James Card (Seductive Cinema, Alfred A. Knopf, 1994)
"'Subtitles,' as they were called, were always an aesthetic weakness of the medium. Worst were the titles that gave away what was about to happen. Second worst were the editorial titles that told us what to think about what we were seeing. One of the saddest examples of the latter is Henry King's otherwise fabulous movie Tol'able David, with its memorable tour de force performance of Richard Barthelmess. Despite fantastic and magnificently filmed action in the fight between David and a Goliath of a murderous monster hillbilly, played by Ernest Torrence in his film debut, the utterly dispensable titles insist on informing the viewer over and over how tremendously heroic David is being."

John Baxter (Sixty Years of Hollywood, A.S. Barnes & Co., Inc., 1973)
"Melodrama is neutralized by unspoiled locations (King was brought up in the same area) and by Barthelmess's restrained playing as the cheerful, simple David. Whether losing his pants to a playful dog in the opening scene and then encountering the curious Esther with horrified embarrassment, dreaming of being the mail driver, only to have his dream shattered when the fence on which he is leaning collapses, or being driven by a steely spirit to recapture the mail bag from the sadistic Hatburns in a bloodily violent sequence, he conveys accurately the innocence of strength of rural life."

Kevin Brownlow (Hollywood: The Pioneers, Alfred A. Knopf, 1979)
"Tol'able David is one of the enduring classics of the American screen. . . (it) had all the strengths of a Griffith film without the drawbacks of exaggerated melodrama."

Joe Franklin (Classics of the Silent Screen, The Citadel Press, 1959)
"Tol'able David is one of those timeless pictures that seems every bit as great today as when it was made.

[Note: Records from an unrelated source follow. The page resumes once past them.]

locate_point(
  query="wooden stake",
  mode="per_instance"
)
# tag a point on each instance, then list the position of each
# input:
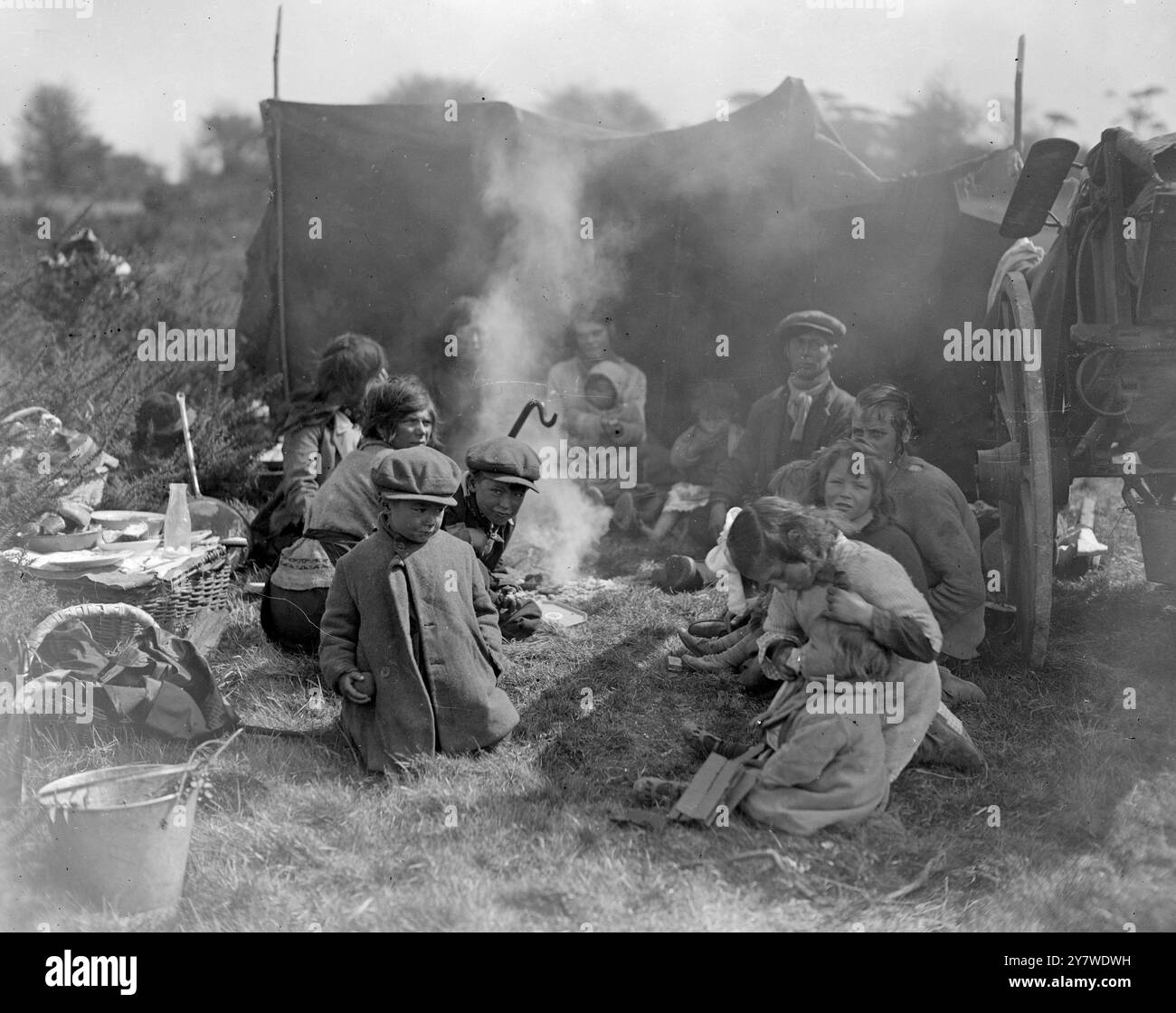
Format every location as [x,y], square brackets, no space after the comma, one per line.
[1016,93]
[278,214]
[278,45]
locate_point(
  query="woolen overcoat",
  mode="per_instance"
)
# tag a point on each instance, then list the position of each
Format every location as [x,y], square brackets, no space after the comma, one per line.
[455,703]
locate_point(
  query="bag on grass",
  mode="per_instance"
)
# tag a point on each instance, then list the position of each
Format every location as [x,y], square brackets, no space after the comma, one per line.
[159,682]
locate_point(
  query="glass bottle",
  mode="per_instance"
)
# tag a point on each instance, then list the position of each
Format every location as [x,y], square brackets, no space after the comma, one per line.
[177,521]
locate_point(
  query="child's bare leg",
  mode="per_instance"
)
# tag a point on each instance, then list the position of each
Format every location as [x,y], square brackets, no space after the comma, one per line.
[744,649]
[716,645]
[730,658]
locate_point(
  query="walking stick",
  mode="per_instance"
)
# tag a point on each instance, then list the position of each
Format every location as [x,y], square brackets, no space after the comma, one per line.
[542,416]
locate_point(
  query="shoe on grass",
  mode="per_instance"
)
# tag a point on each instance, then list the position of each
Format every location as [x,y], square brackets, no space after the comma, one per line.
[956,691]
[709,743]
[657,791]
[949,744]
[695,645]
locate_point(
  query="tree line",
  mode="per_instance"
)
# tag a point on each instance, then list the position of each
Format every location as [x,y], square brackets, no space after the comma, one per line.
[62,154]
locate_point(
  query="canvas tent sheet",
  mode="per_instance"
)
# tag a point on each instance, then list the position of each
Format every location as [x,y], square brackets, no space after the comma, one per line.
[389,213]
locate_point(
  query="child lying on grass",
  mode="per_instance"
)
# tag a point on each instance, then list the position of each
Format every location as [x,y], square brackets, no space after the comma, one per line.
[410,636]
[814,766]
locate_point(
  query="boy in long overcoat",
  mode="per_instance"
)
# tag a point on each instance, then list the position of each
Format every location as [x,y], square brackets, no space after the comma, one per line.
[410,637]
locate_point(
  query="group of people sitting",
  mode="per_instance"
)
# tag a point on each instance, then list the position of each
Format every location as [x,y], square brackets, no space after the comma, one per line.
[843,558]
[334,443]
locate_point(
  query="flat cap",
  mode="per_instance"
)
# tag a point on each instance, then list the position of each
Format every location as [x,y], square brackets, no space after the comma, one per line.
[418,472]
[811,320]
[508,459]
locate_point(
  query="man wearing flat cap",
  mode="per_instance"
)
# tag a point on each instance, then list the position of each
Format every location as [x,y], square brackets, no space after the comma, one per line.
[792,422]
[501,471]
[411,639]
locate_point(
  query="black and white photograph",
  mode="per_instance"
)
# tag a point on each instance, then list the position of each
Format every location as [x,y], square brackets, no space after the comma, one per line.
[588,466]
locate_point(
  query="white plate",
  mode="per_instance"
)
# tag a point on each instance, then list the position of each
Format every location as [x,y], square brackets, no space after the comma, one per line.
[129,546]
[559,613]
[79,561]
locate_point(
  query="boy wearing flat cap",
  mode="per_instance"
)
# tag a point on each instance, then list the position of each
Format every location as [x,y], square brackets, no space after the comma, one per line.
[501,471]
[410,636]
[792,422]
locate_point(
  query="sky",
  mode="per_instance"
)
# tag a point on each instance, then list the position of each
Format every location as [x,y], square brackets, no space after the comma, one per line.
[133,60]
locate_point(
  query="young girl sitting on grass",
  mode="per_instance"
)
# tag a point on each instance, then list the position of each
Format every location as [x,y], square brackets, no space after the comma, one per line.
[812,766]
[411,637]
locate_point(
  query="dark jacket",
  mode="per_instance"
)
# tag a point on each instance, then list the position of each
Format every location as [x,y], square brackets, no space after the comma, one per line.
[347,501]
[888,537]
[450,699]
[465,516]
[765,446]
[930,507]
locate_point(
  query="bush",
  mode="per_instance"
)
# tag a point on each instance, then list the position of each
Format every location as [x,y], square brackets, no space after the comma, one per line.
[77,357]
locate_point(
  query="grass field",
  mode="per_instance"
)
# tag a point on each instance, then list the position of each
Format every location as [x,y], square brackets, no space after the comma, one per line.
[297,839]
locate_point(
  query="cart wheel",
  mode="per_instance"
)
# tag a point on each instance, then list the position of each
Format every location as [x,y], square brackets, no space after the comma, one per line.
[1028,518]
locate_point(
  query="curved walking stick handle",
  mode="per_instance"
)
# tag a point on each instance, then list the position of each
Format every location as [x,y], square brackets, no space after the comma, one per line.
[542,416]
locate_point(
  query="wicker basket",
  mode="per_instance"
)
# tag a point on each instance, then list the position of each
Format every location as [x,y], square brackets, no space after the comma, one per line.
[172,601]
[112,628]
[109,624]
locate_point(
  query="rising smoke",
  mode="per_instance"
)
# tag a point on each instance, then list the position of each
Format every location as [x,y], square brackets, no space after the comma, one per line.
[545,270]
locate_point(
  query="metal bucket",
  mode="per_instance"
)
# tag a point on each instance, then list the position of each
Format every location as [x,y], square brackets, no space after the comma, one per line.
[118,839]
[1157,536]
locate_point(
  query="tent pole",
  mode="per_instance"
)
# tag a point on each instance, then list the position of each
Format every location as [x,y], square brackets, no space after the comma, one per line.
[279,214]
[1016,93]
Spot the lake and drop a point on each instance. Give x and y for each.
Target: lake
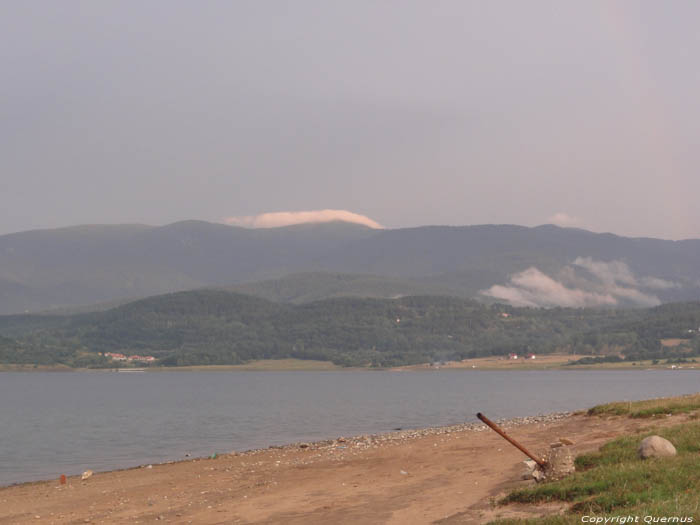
(55, 423)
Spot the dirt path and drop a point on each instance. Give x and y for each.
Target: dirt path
(442, 477)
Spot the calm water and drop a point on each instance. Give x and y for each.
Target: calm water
(54, 423)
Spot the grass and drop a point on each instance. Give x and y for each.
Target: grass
(648, 408)
(615, 482)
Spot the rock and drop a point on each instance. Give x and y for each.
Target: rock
(560, 463)
(655, 447)
(538, 475)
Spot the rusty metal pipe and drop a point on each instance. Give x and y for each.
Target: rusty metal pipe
(505, 436)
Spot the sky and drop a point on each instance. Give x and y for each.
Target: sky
(406, 113)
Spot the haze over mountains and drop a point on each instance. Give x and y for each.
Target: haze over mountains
(542, 266)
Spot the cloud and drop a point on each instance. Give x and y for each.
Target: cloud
(534, 288)
(288, 218)
(603, 283)
(563, 219)
(658, 284)
(608, 272)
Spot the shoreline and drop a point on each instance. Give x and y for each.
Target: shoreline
(445, 474)
(358, 441)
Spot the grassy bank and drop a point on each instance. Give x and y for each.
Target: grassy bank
(615, 482)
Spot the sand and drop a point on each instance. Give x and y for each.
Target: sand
(448, 475)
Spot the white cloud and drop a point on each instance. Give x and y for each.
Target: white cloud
(564, 220)
(534, 288)
(606, 284)
(656, 283)
(608, 272)
(288, 218)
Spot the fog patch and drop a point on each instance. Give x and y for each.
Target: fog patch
(289, 218)
(585, 282)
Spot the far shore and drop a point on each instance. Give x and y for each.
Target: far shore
(541, 362)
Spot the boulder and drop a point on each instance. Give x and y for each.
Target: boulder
(560, 463)
(655, 447)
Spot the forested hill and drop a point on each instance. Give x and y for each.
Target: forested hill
(218, 327)
(48, 269)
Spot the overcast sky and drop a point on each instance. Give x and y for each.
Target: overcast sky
(411, 113)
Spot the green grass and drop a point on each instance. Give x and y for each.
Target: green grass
(648, 408)
(614, 482)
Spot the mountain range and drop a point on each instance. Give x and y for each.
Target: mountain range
(67, 268)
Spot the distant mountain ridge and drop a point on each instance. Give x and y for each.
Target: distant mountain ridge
(45, 269)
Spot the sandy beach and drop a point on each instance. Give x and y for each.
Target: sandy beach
(437, 475)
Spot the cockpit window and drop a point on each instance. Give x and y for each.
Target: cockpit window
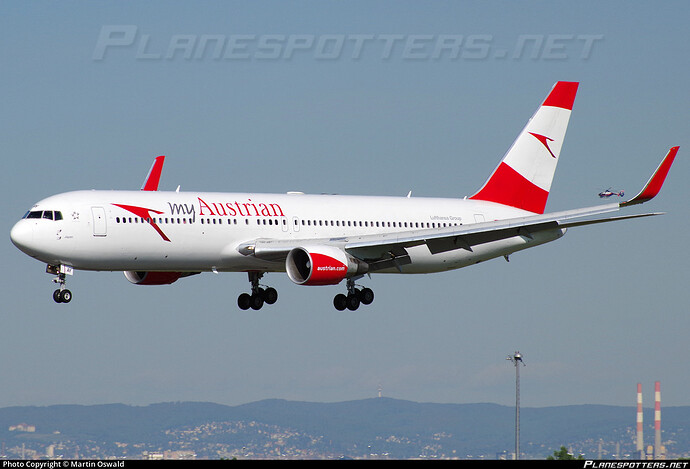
(45, 214)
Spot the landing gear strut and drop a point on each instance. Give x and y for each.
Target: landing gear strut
(259, 295)
(62, 294)
(354, 297)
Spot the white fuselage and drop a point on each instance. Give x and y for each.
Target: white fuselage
(197, 232)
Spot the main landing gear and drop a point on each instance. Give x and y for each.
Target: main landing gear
(259, 295)
(62, 294)
(354, 297)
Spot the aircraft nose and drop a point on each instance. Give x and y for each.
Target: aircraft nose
(22, 235)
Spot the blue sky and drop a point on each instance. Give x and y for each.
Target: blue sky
(594, 313)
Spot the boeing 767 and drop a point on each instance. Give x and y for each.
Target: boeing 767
(157, 237)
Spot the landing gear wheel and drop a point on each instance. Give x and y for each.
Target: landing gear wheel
(366, 296)
(352, 302)
(65, 296)
(244, 301)
(340, 302)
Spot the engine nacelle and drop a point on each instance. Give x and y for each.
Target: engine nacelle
(322, 265)
(155, 278)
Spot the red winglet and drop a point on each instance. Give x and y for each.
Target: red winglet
(562, 95)
(154, 176)
(653, 186)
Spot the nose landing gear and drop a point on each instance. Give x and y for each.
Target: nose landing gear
(259, 295)
(354, 297)
(62, 294)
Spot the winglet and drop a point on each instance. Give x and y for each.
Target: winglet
(653, 186)
(154, 176)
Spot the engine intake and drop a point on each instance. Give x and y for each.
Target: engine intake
(322, 265)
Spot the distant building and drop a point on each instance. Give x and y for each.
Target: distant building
(23, 427)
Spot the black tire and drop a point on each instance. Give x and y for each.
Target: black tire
(65, 296)
(244, 301)
(340, 302)
(270, 295)
(366, 295)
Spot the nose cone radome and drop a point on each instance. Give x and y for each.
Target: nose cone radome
(22, 235)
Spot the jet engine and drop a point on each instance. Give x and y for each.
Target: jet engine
(322, 265)
(155, 278)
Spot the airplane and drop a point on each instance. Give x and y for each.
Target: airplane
(158, 237)
(610, 192)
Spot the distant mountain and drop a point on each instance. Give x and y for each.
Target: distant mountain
(397, 428)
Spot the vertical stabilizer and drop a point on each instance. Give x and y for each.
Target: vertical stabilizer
(523, 178)
(154, 175)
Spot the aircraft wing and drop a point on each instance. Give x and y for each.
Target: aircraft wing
(386, 250)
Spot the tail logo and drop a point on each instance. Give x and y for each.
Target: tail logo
(544, 141)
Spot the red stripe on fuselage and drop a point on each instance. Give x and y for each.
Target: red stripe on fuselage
(507, 187)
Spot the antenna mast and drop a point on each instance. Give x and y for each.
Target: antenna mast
(516, 358)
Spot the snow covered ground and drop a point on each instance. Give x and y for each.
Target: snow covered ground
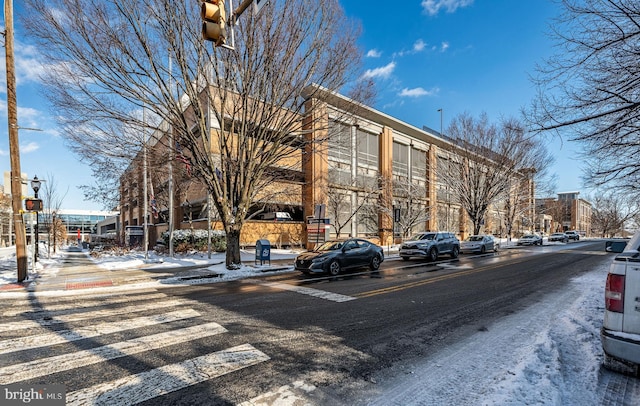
(548, 354)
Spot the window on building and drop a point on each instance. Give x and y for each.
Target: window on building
(400, 161)
(367, 150)
(418, 166)
(340, 142)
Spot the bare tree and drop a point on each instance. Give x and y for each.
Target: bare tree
(52, 198)
(488, 159)
(611, 212)
(236, 114)
(588, 90)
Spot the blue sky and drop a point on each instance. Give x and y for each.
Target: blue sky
(456, 55)
(459, 56)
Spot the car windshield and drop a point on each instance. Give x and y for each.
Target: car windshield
(424, 236)
(331, 246)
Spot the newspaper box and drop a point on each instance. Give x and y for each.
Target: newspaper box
(263, 251)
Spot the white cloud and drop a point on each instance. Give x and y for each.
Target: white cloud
(381, 72)
(30, 147)
(416, 92)
(374, 53)
(433, 7)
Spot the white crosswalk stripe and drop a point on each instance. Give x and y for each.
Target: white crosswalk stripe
(135, 389)
(45, 321)
(84, 318)
(65, 362)
(65, 336)
(28, 307)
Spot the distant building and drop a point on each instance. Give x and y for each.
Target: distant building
(86, 221)
(567, 212)
(579, 213)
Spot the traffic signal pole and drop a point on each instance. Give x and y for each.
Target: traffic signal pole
(14, 151)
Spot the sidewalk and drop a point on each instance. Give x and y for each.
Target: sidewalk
(78, 271)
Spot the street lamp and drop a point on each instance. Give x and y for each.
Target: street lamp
(35, 185)
(54, 231)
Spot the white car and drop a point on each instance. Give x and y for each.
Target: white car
(620, 334)
(530, 239)
(479, 244)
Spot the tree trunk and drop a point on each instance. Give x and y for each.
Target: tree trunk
(233, 260)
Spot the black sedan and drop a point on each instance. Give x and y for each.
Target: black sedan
(335, 256)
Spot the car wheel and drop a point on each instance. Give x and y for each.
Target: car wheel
(334, 268)
(433, 254)
(375, 263)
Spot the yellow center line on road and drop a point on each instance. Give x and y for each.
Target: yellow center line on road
(440, 278)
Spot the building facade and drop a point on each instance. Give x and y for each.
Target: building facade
(374, 176)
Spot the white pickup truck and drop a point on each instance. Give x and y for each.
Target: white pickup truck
(620, 332)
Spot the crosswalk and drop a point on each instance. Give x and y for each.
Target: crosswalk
(56, 336)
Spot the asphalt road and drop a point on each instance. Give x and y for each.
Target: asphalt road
(227, 343)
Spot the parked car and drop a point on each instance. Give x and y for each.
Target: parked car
(479, 244)
(430, 245)
(530, 239)
(562, 237)
(334, 256)
(573, 235)
(616, 245)
(277, 216)
(620, 333)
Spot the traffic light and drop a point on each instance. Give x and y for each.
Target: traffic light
(33, 204)
(214, 25)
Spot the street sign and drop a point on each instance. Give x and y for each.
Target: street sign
(33, 204)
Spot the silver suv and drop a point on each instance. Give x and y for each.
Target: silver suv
(620, 332)
(430, 245)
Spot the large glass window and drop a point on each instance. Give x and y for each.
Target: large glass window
(340, 142)
(400, 160)
(418, 166)
(367, 149)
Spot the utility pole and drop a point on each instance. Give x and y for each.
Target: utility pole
(14, 151)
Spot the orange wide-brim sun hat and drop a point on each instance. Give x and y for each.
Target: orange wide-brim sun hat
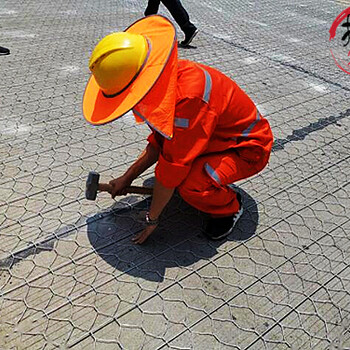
(161, 60)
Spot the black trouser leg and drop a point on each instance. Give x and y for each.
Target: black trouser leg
(152, 7)
(180, 14)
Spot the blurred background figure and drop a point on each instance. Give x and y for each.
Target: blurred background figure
(179, 14)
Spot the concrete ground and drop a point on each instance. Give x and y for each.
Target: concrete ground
(70, 276)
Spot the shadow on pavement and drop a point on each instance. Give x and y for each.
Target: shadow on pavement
(177, 242)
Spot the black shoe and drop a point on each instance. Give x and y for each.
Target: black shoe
(4, 51)
(219, 228)
(189, 36)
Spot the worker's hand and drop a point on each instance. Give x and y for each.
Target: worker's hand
(119, 186)
(143, 235)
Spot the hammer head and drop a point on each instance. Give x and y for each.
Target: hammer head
(92, 185)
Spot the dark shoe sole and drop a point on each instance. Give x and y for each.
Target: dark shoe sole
(188, 42)
(216, 238)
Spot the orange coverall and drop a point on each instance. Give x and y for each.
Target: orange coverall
(219, 138)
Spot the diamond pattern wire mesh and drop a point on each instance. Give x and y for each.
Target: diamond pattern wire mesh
(70, 276)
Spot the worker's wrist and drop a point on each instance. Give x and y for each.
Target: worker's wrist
(151, 221)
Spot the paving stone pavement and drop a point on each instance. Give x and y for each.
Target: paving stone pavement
(70, 276)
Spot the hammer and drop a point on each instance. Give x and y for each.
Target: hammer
(92, 186)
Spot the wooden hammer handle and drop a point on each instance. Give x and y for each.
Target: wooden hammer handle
(103, 187)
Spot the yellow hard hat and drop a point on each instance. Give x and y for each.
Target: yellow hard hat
(116, 61)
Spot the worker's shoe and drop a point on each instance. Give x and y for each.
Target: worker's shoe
(4, 51)
(219, 228)
(189, 36)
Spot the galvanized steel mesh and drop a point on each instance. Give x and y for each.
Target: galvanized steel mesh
(70, 276)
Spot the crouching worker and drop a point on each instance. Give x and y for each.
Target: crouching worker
(206, 132)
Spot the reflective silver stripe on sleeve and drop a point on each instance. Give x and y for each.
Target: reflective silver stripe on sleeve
(207, 87)
(150, 124)
(181, 122)
(212, 173)
(247, 131)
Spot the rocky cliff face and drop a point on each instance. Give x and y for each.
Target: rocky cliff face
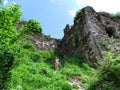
(43, 42)
(91, 34)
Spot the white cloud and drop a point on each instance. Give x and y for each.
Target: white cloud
(5, 2)
(111, 6)
(73, 12)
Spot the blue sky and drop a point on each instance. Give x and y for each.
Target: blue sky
(55, 14)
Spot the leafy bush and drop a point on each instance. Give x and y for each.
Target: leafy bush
(109, 76)
(33, 26)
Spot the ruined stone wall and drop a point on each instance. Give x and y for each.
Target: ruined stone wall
(91, 34)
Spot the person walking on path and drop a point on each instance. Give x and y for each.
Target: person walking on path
(57, 64)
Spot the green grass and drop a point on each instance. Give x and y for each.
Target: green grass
(34, 70)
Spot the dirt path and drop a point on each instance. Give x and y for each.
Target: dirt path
(74, 80)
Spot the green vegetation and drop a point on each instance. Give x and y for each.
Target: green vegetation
(33, 26)
(109, 76)
(23, 67)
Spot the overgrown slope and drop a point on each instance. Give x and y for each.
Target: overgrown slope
(24, 67)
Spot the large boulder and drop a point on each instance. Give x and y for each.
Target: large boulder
(91, 34)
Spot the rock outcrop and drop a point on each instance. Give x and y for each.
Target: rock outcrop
(91, 34)
(43, 42)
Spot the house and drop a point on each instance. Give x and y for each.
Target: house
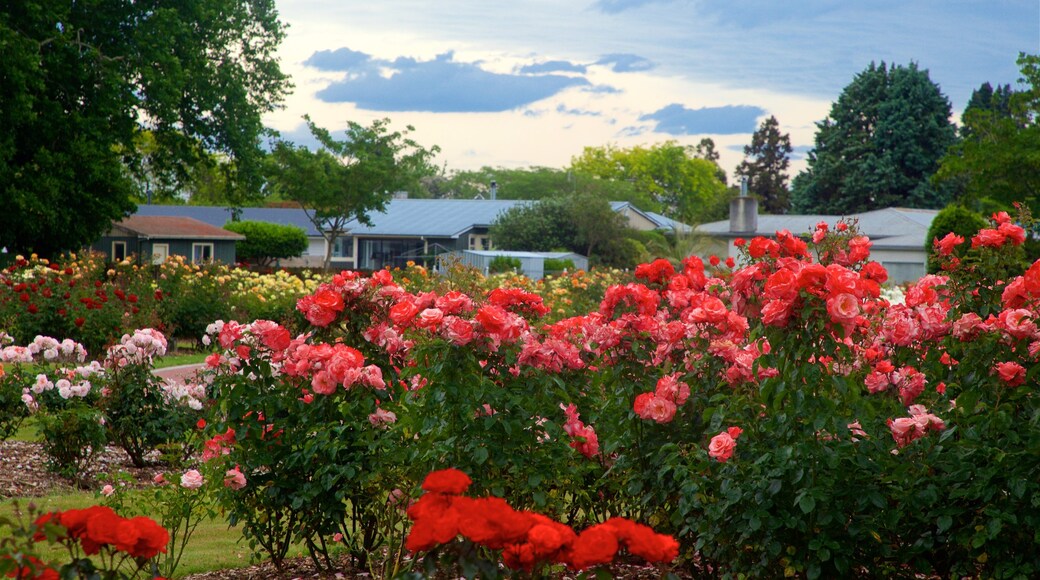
(157, 237)
(409, 229)
(899, 234)
(314, 255)
(531, 263)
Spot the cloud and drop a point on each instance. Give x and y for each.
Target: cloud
(553, 67)
(615, 6)
(625, 62)
(801, 152)
(676, 120)
(439, 85)
(602, 89)
(577, 112)
(339, 59)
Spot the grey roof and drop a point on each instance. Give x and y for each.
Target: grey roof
(438, 218)
(215, 215)
(898, 227)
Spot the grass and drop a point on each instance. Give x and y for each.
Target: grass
(213, 546)
(180, 358)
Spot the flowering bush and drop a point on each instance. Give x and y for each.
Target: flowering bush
(522, 539)
(122, 548)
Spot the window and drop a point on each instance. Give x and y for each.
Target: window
(159, 253)
(119, 252)
(202, 253)
(477, 241)
(343, 247)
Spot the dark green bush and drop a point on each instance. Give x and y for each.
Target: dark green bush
(503, 264)
(958, 219)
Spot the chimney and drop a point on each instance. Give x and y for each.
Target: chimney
(743, 211)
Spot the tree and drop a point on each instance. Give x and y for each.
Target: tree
(266, 242)
(879, 147)
(669, 174)
(583, 223)
(996, 163)
(81, 79)
(706, 150)
(764, 164)
(543, 226)
(347, 180)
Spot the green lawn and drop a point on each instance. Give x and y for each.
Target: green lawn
(213, 546)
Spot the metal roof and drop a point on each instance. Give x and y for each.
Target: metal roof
(906, 227)
(436, 218)
(215, 215)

A piece of Americana as authentic as the best of Mark Twain, it will doubtless till be shown a hundred years from now as an example of part of the changing American scene.

"The highest praise one can bestow on Tol'able David is that even had Griffith made it as he planned, it probably wouldn't have been a better picture than the one Henry King made in 1921 with Richard Barthelmess and little Gladys Hulette."